1) Plan 9 cluster. Get Plan 9 to boot up on my gamecube. Actually
, this is a perfect solution, since one can remote boot. I'd like to get the initial bootloader on a memory card, then pull the secondary boot loader over the network connection. This wouldn't be the first weird implementation of this unusual OS.

2) Beowulf cluster. Years ago, I was involved in the now defunct Wulfstation project, aimed at bringing beowulf to the Playstation 2. This project failed for a variety of reasons, most of which revolved around the fact that the Playstation 2 had not been released yet. Yet, the underlying reasons for pursuing the project are still valid. Others have modded game machines to run linux/netBSD/etc., but few have really pursued the potential these machines have. Bottom line: there is a lot of machine there for $100 or less.

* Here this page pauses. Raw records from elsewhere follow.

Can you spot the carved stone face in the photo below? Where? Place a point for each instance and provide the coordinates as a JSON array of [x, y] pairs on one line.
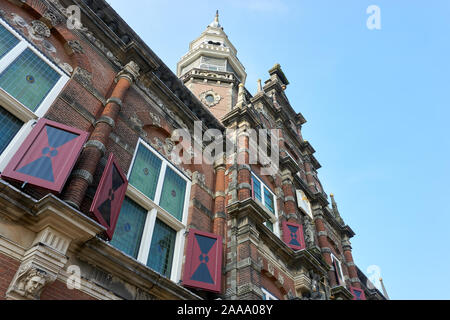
[[34, 285]]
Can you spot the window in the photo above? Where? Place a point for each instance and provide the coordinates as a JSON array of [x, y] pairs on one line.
[[29, 83], [338, 270], [153, 218], [158, 180], [262, 194], [267, 295]]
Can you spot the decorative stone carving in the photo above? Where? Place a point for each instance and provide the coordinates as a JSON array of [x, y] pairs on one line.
[[66, 67], [210, 98], [83, 76], [19, 21], [48, 46], [130, 71], [75, 47], [40, 29], [53, 17], [29, 283]]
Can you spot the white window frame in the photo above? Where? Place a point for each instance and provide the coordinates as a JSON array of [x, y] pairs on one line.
[[269, 296], [154, 211], [303, 203], [341, 271], [9, 103], [273, 217]]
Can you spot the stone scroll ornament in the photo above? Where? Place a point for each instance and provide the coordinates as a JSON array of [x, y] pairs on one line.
[[47, 156], [293, 236], [203, 267], [358, 294], [110, 196]]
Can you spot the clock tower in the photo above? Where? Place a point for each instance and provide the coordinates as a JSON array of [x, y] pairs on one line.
[[212, 71]]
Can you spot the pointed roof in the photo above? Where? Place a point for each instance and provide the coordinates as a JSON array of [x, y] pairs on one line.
[[215, 23]]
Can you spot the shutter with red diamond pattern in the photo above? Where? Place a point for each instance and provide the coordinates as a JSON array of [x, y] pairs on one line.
[[203, 266], [293, 236], [110, 196], [47, 156], [358, 294]]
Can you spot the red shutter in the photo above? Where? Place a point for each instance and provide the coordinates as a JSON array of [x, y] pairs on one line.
[[293, 236], [47, 156], [358, 294], [110, 196], [203, 266]]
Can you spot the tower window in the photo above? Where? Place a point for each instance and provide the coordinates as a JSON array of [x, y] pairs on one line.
[[210, 98]]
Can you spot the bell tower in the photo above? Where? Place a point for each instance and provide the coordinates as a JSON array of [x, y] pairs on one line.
[[212, 71]]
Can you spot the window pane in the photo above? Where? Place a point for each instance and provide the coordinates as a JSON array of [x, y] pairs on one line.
[[257, 189], [29, 79], [269, 225], [145, 172], [173, 194], [162, 248], [9, 126], [268, 199], [129, 229], [7, 41]]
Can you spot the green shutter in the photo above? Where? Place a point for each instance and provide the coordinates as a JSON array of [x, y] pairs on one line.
[[29, 79], [162, 248], [145, 172], [7, 41], [268, 199], [129, 229], [173, 194], [9, 126]]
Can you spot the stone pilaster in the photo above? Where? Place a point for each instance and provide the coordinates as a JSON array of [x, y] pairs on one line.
[[95, 148]]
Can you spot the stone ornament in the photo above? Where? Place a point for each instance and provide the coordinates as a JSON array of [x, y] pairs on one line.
[[30, 282], [75, 46], [40, 29], [210, 98]]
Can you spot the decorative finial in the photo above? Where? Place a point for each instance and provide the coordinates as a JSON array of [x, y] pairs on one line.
[[259, 85], [215, 23]]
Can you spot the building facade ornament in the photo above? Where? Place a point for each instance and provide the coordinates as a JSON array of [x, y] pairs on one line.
[[210, 98], [29, 283], [40, 29]]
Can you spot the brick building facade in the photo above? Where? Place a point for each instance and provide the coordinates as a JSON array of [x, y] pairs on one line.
[[95, 205]]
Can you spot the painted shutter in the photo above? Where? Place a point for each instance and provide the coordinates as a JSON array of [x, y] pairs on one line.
[[358, 294], [47, 156], [293, 236], [203, 266], [110, 196]]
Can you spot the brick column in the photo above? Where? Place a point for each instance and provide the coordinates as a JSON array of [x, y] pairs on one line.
[[353, 273], [290, 205], [95, 148], [325, 245], [309, 175], [243, 160], [219, 201]]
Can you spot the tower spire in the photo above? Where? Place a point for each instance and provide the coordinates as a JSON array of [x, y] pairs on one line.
[[215, 23]]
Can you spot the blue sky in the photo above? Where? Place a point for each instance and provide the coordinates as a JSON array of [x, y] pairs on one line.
[[377, 104]]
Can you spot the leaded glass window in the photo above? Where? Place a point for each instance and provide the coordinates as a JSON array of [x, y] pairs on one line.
[[9, 127], [268, 199], [173, 194], [130, 227], [7, 41], [257, 189], [162, 248], [145, 172], [29, 79]]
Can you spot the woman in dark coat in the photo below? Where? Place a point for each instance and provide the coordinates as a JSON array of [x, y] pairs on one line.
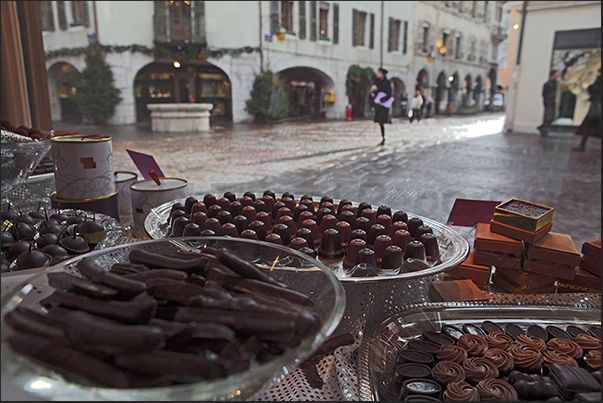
[[591, 125], [382, 95]]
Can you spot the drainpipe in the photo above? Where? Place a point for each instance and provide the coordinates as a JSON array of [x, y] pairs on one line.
[[95, 21], [261, 40]]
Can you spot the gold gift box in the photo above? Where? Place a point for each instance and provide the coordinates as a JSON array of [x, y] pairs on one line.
[[523, 214]]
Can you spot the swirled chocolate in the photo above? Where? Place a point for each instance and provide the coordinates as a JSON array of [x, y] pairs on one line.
[[499, 340], [496, 390], [593, 360], [565, 346], [557, 357], [479, 368], [461, 392], [474, 344], [446, 372], [587, 342], [526, 358], [501, 358], [452, 352], [532, 341]]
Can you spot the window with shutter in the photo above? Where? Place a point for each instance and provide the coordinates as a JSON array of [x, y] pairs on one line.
[[62, 15], [274, 18], [302, 20], [160, 21], [199, 36], [313, 24], [47, 16], [335, 23], [372, 32], [355, 16]]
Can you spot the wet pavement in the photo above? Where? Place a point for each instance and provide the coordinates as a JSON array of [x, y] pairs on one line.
[[422, 168]]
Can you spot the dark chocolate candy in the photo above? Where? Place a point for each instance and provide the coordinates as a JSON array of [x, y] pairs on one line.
[[556, 332], [594, 331], [572, 380], [538, 331], [489, 327], [470, 328], [513, 330], [438, 337], [452, 331], [424, 345]]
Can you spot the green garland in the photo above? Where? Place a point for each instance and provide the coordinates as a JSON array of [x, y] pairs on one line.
[[183, 54]]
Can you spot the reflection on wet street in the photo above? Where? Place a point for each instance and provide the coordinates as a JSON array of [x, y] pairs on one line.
[[422, 168]]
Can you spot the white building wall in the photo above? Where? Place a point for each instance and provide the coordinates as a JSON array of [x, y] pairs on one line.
[[526, 108]]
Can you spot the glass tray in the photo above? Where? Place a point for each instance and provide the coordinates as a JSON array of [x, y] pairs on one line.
[[115, 232], [453, 247], [377, 353]]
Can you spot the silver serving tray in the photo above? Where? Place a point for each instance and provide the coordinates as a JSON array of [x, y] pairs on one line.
[[377, 353], [453, 247]]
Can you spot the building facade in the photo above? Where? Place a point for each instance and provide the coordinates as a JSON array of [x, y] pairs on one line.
[[561, 35], [211, 51]]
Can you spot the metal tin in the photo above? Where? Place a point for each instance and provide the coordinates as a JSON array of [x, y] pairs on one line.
[[83, 166], [146, 194]]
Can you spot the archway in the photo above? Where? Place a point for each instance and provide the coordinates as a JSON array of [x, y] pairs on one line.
[[468, 90], [307, 90], [195, 82], [61, 85], [453, 93], [400, 95], [477, 91], [441, 94]]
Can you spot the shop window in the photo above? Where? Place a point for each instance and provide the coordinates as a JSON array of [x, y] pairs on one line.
[[47, 16], [79, 13], [323, 20], [360, 28], [287, 16]]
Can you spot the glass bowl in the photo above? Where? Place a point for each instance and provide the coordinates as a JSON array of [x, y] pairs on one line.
[[19, 160], [303, 274]]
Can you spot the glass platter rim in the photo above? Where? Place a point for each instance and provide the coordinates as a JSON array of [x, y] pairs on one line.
[[158, 214], [14, 298], [113, 238], [573, 311]]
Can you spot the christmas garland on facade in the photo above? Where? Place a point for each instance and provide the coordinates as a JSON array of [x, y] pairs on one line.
[[181, 53]]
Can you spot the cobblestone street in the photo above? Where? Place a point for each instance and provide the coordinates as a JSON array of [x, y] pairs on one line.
[[423, 167]]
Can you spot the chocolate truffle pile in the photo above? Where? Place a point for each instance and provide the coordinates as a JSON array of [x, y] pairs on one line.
[[368, 241], [157, 320], [500, 362], [36, 239]]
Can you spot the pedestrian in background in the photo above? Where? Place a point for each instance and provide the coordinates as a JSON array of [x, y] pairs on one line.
[[549, 94], [382, 90], [416, 104], [591, 125]]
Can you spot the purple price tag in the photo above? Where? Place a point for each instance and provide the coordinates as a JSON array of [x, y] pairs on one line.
[[145, 163], [467, 213]]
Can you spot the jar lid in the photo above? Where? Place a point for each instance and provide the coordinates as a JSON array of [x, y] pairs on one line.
[[149, 185]]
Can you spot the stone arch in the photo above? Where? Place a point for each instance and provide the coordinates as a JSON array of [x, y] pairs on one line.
[[441, 95], [193, 82], [308, 89], [62, 77], [399, 91]]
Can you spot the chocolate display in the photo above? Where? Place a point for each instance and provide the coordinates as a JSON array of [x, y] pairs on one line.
[[163, 320], [43, 238], [531, 365], [332, 229]]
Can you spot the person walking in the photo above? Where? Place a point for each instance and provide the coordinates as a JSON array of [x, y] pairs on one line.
[[416, 104], [383, 99], [591, 125], [549, 94]]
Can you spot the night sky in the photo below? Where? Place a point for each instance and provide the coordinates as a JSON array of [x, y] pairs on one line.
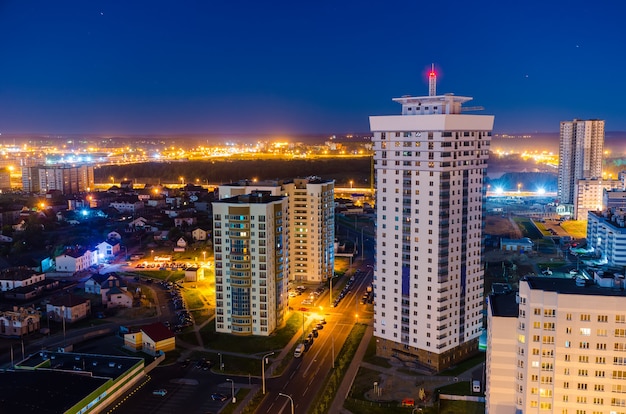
[[289, 67]]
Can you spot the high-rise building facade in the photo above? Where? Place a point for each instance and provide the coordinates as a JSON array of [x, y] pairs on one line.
[[250, 249], [429, 163], [569, 348], [312, 223], [581, 147]]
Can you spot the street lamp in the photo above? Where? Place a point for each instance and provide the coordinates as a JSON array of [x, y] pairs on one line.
[[63, 320], [263, 369], [232, 383], [290, 399]]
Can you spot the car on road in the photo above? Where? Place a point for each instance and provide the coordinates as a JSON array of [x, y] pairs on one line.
[[299, 351], [216, 396]]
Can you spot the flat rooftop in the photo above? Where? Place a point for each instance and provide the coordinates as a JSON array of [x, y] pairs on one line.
[[504, 305], [569, 286], [96, 365], [44, 392]]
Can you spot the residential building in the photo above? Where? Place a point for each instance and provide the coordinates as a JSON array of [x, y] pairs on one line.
[[589, 195], [16, 277], [581, 147], [19, 321], [312, 222], [108, 249], [569, 344], [251, 270], [606, 234], [152, 339], [70, 307], [199, 234], [429, 163], [69, 179], [76, 260], [502, 311]]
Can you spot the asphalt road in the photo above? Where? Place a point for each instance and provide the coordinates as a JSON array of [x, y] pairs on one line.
[[304, 377]]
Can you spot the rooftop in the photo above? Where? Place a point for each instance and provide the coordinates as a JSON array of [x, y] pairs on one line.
[[571, 287], [504, 305]]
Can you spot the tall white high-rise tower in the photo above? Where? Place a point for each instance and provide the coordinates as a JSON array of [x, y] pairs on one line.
[[581, 147], [429, 162]]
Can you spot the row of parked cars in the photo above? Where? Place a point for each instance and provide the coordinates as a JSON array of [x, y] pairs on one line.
[[306, 344]]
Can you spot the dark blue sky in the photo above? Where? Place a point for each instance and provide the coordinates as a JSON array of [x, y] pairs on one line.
[[227, 66]]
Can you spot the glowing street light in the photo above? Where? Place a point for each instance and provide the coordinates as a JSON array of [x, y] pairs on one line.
[[232, 383], [263, 369], [290, 399]]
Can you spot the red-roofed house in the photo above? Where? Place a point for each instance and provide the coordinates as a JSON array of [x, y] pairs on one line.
[[151, 339]]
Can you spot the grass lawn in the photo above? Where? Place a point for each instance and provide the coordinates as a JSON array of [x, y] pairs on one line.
[[575, 228], [370, 355], [363, 382], [464, 366], [241, 394]]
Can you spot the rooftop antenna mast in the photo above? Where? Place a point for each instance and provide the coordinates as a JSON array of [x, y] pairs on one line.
[[432, 81]]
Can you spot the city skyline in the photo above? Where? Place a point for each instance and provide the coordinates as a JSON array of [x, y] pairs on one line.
[[160, 68]]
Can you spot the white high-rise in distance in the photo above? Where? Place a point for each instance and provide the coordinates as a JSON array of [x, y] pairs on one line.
[[581, 147], [429, 162]]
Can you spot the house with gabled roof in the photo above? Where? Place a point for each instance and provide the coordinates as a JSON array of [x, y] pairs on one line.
[[151, 339], [76, 260], [199, 234]]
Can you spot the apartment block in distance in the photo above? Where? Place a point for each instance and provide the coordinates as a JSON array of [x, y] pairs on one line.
[[569, 347], [581, 146], [251, 269], [429, 162], [68, 179], [312, 222]]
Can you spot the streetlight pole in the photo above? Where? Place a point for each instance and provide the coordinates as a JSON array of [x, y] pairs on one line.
[[263, 369], [232, 384], [333, 349], [290, 399], [63, 320]]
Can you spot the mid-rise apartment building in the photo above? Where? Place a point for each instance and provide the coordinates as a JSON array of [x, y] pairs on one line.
[[312, 223], [250, 234], [430, 162], [569, 348]]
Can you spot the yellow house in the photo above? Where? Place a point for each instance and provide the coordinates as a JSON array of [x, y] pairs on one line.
[[151, 339]]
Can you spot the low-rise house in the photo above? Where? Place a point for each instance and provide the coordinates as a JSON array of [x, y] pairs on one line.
[[517, 245], [70, 307], [194, 274], [108, 249], [139, 223], [19, 277], [199, 234], [152, 339], [76, 260], [129, 205], [19, 321], [184, 221]]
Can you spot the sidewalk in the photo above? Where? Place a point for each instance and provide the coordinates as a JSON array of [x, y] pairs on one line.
[[348, 379]]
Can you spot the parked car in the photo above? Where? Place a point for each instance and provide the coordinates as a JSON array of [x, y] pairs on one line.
[[216, 396]]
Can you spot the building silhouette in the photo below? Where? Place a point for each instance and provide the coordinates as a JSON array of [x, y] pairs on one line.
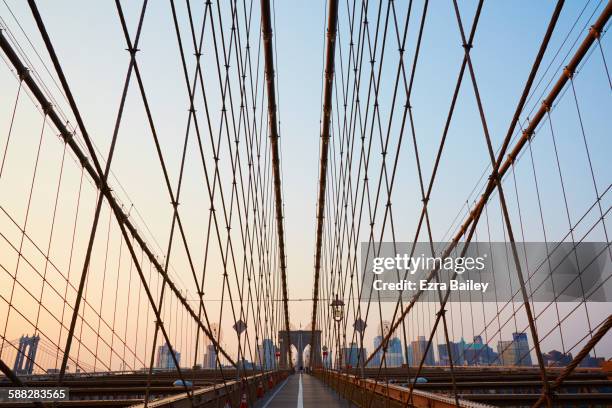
[[164, 357], [418, 351], [26, 355], [353, 356], [265, 354], [555, 358], [514, 352], [457, 353], [479, 353]]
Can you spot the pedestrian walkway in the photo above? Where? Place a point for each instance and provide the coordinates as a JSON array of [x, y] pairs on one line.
[[303, 391]]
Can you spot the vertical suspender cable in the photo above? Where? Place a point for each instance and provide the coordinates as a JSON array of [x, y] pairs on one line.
[[266, 28], [332, 22]]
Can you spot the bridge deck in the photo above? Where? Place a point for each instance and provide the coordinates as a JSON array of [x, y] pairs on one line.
[[303, 391]]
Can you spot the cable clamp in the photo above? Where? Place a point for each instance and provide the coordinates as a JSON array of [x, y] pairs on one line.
[[596, 33]]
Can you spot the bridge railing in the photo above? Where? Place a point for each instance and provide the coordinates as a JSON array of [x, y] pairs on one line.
[[371, 393], [218, 395]]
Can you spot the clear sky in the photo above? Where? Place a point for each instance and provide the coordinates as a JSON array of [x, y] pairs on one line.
[[88, 39]]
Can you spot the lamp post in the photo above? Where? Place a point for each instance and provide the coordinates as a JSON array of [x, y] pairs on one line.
[[338, 314]]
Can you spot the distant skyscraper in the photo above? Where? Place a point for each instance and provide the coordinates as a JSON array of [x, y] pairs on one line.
[[352, 355], [522, 349], [265, 354], [456, 351], [418, 351], [26, 355], [479, 353], [164, 357], [555, 358], [210, 357], [393, 356], [589, 361], [514, 352]]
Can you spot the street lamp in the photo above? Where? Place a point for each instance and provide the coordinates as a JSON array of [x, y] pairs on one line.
[[338, 313], [337, 309]]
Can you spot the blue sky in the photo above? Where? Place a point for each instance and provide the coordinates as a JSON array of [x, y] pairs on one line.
[[90, 44]]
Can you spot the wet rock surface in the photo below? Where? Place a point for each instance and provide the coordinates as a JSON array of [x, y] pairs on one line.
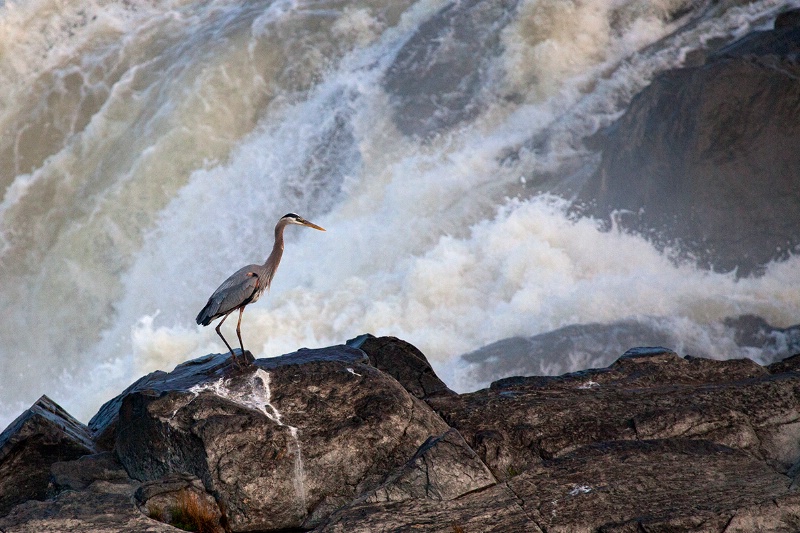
[[325, 440], [703, 157]]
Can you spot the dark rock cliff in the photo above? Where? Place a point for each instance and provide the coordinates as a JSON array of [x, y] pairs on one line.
[[705, 157], [369, 439]]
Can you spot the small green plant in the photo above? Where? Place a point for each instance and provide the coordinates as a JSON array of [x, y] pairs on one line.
[[156, 513], [189, 513]]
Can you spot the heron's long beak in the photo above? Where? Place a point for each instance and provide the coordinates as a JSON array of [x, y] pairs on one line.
[[311, 225]]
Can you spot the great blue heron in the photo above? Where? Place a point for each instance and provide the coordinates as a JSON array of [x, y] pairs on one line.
[[247, 284]]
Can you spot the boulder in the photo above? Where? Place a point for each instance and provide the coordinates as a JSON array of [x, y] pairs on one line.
[[103, 424], [404, 362], [102, 507], [82, 472], [38, 438], [704, 159], [633, 486], [443, 468], [647, 394], [280, 444]]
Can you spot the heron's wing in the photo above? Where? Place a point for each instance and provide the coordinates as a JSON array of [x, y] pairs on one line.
[[234, 291]]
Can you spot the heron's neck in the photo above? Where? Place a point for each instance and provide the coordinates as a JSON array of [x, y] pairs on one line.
[[274, 258]]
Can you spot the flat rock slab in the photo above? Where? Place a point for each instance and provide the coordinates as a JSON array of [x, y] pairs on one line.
[[647, 394], [39, 437], [444, 468], [496, 509], [404, 362], [619, 486], [615, 482]]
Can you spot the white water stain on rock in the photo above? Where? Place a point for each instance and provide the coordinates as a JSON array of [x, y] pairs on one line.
[[255, 394]]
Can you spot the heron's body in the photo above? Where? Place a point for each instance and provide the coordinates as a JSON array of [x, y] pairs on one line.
[[247, 284]]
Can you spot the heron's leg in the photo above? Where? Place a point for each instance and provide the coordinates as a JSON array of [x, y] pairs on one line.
[[233, 355], [239, 331]]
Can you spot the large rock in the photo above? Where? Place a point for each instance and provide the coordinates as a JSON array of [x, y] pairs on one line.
[[39, 437], [647, 394], [443, 468], [281, 444], [706, 157], [674, 485], [598, 345], [403, 362], [102, 507]]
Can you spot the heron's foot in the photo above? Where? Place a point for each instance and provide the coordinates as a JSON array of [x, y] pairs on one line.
[[243, 359]]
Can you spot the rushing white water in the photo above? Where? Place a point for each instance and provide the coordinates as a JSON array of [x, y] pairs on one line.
[[149, 148]]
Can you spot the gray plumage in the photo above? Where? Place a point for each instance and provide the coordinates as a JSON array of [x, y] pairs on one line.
[[247, 284]]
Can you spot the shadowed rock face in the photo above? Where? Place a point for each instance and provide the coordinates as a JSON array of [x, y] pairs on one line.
[[706, 157], [283, 443], [598, 345], [321, 440], [39, 437]]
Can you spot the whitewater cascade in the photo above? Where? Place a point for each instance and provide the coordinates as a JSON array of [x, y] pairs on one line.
[[149, 148]]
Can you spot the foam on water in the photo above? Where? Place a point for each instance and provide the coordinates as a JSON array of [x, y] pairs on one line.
[[199, 124]]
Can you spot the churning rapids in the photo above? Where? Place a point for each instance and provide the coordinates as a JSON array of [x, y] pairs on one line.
[[148, 149]]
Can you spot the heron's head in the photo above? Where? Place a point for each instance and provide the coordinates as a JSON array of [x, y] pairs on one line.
[[294, 218]]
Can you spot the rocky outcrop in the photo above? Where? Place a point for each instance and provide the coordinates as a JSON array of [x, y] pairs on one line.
[[704, 156], [403, 362], [599, 345], [90, 495], [282, 444], [325, 440], [38, 438]]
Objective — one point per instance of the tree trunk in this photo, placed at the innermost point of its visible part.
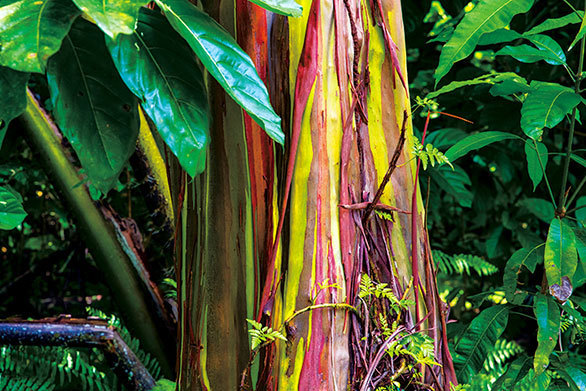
(272, 225)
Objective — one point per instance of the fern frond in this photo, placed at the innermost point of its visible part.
(463, 263)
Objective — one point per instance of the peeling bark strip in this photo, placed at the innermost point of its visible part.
(81, 333)
(298, 225)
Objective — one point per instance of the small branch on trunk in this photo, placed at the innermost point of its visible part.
(81, 333)
(392, 166)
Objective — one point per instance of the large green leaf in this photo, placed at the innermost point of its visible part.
(11, 211)
(112, 16)
(93, 107)
(548, 322)
(561, 257)
(225, 61)
(545, 107)
(556, 23)
(158, 67)
(283, 7)
(455, 182)
(479, 338)
(12, 97)
(491, 79)
(476, 141)
(536, 155)
(32, 31)
(487, 16)
(525, 257)
(580, 34)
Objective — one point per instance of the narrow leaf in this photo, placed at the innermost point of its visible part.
(283, 7)
(490, 79)
(476, 141)
(487, 16)
(225, 61)
(11, 211)
(32, 31)
(561, 257)
(580, 34)
(12, 97)
(158, 67)
(112, 16)
(536, 155)
(548, 322)
(556, 23)
(546, 106)
(525, 257)
(93, 107)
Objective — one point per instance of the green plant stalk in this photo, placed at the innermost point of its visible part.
(100, 239)
(563, 196)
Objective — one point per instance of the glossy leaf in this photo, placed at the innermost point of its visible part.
(32, 31)
(158, 67)
(546, 106)
(283, 7)
(491, 79)
(561, 257)
(93, 107)
(525, 257)
(225, 61)
(487, 16)
(536, 155)
(11, 211)
(112, 16)
(556, 23)
(548, 322)
(510, 86)
(580, 34)
(476, 141)
(527, 54)
(12, 97)
(479, 338)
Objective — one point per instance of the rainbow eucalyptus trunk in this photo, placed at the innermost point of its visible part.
(273, 227)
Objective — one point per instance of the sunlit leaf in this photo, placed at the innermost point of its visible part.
(112, 16)
(485, 17)
(32, 31)
(548, 322)
(158, 67)
(546, 106)
(93, 107)
(225, 61)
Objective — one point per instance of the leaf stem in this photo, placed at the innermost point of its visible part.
(563, 194)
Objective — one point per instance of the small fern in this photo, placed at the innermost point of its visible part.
(260, 334)
(150, 363)
(462, 264)
(429, 154)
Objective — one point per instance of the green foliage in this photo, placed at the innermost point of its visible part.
(11, 210)
(32, 31)
(487, 16)
(477, 340)
(262, 334)
(93, 107)
(225, 61)
(463, 264)
(283, 7)
(429, 154)
(159, 68)
(13, 101)
(112, 16)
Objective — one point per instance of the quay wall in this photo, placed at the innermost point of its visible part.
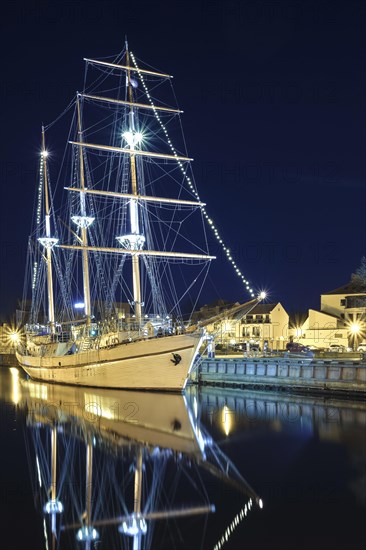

In order to pursue either Gamecube modification, I will need to obtain the optional, and increasingly hard to find ethernet adapter - actually several, depending on how many nodes I wish to set up. I currently have two Gamecubes, but I may want more.

Another interesting idea would be porting Apple's XGrid client to the gamecube. There has already been a Linux (reverse-engineerish hack) implementation, so hope is on the horizon. Given a bizarre set of circumstances, my current XGrid consists of (2) 350 mhz G3 towers, (1) 400 mhz G4 tower, (1) 500 mhz g3 iBook, and (1) 800 mhz g4 iBook, all using 802.11b/g to communicate (depending upon whether the g3 iBook is online). With relatively low processing power and bandwidth limitations, processor-intensive tasks could benefit from having (a) gamecube(s) aboard - cheap additional processing, a fantastic use for gaming consoles.

2 Comments:

At 10:24 AM, Blogger rob pratte said...

Commenting on my own blog....

Anyway, I found a Gamecube mod that may be helpful in my pursuit:

 
At 12:29 AM, Anonymous Anonymous said...

Another interesting box to play with for about $100 is the linux-based Linksys NSLU2. It's marketed to provide NAS via USB drives connected to the box, but of course there are plenty of creative people out there who know they can coax it do do more.